Integrate mental health better into primary care
New report calls for mental health to be better integrated into primary care
Melbourne, 3 October 2008–The World Health Organization (WHO) and the World Organization of Family Doctors (Wonca) today released a joint report that aims to offer help to hundreds of millions of people who are affected by mental disorders but cannot receive the care and treatment they need.
The report "Integrating mental health in primary care - a global perspective" shows through detailed examples of best practices from 12 nations that, even though the current provision of mental health in primary care is still globally insufficient and unsatisfactory, integration can be successfully achieved in a variety of socio-economic contexts.
The report also outlines 10 broad principles to guide countries in their efforts to successfully integrate mental health into primary care. These principles have been derived from an in-depth analysis of the best practices, and range from clear policy directions and resource allocation at national level through to local-level commitment and capacity building on the ground.

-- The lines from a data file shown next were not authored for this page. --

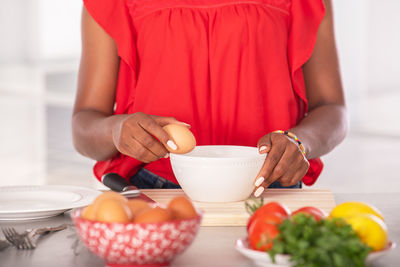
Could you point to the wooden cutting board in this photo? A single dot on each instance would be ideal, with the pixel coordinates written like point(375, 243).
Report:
point(234, 213)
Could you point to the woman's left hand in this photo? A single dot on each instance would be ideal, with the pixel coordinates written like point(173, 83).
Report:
point(284, 163)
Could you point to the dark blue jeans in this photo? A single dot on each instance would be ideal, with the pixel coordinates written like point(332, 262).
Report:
point(145, 179)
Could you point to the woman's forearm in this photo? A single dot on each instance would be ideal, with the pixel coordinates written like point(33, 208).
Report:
point(322, 129)
point(92, 134)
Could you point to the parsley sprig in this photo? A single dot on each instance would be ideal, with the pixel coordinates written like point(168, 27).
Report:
point(328, 243)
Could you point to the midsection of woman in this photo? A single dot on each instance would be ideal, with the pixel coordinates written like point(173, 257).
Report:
point(225, 67)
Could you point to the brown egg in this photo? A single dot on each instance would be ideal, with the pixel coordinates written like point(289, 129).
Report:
point(113, 210)
point(153, 215)
point(182, 136)
point(89, 213)
point(182, 208)
point(137, 206)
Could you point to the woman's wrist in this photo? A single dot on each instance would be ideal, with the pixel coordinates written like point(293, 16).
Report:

Though mental disorders represent 13% of the total burden of disease, the gap between the number of people affected and the number receiving care and treatment, even for severe conditions, remains enormous. Data presented in the report show that up to 75% to 86% of people with severe mental disorders in low- and middle-income countries, and 30% to 50% in high-income countries, had received no treatment in the prior 12 months.
"Many people present to primary care with a mental disorder but in many countries their problem is not recognized and treated,” said Dr Ala Alwan, Assistant Director General for Non Communicable Diseases and Mental Health at WHO’s headquarters in Geneva. “Untreated mental health problems cause suffering for individuals, can increase the risk of suicide, and impair family and social relations and overall productivity at work."
One of the key recommendations of the report is to train primary care workers to help them better identify and respond to patients with mental disorders. Professor Chris van Weel, President of Wonca, remarked: “We need education and training on mental health care for all students and health professionals preparing to work in family medicine and other areas of primary health care".
However, the effects of training are nearly always short-lived if health workers do not practise newly learnt skills and receive specialist supervision over time. Another key recommendation from the report is therefore to set up a system of supervision and ongoing support for primary care workers for integration to be successful.
Countries are already benefiting from the lessons and recommendations documented in the report. For example, the World Health Organization Pacific Islands Mental Health Network (WHO PIMHnet), comprising 18 Pacific islands countries, is working to prepare national human resource development and training plans in order to build the capacity of primary care workers to provide mental health treatment care and support to those in need.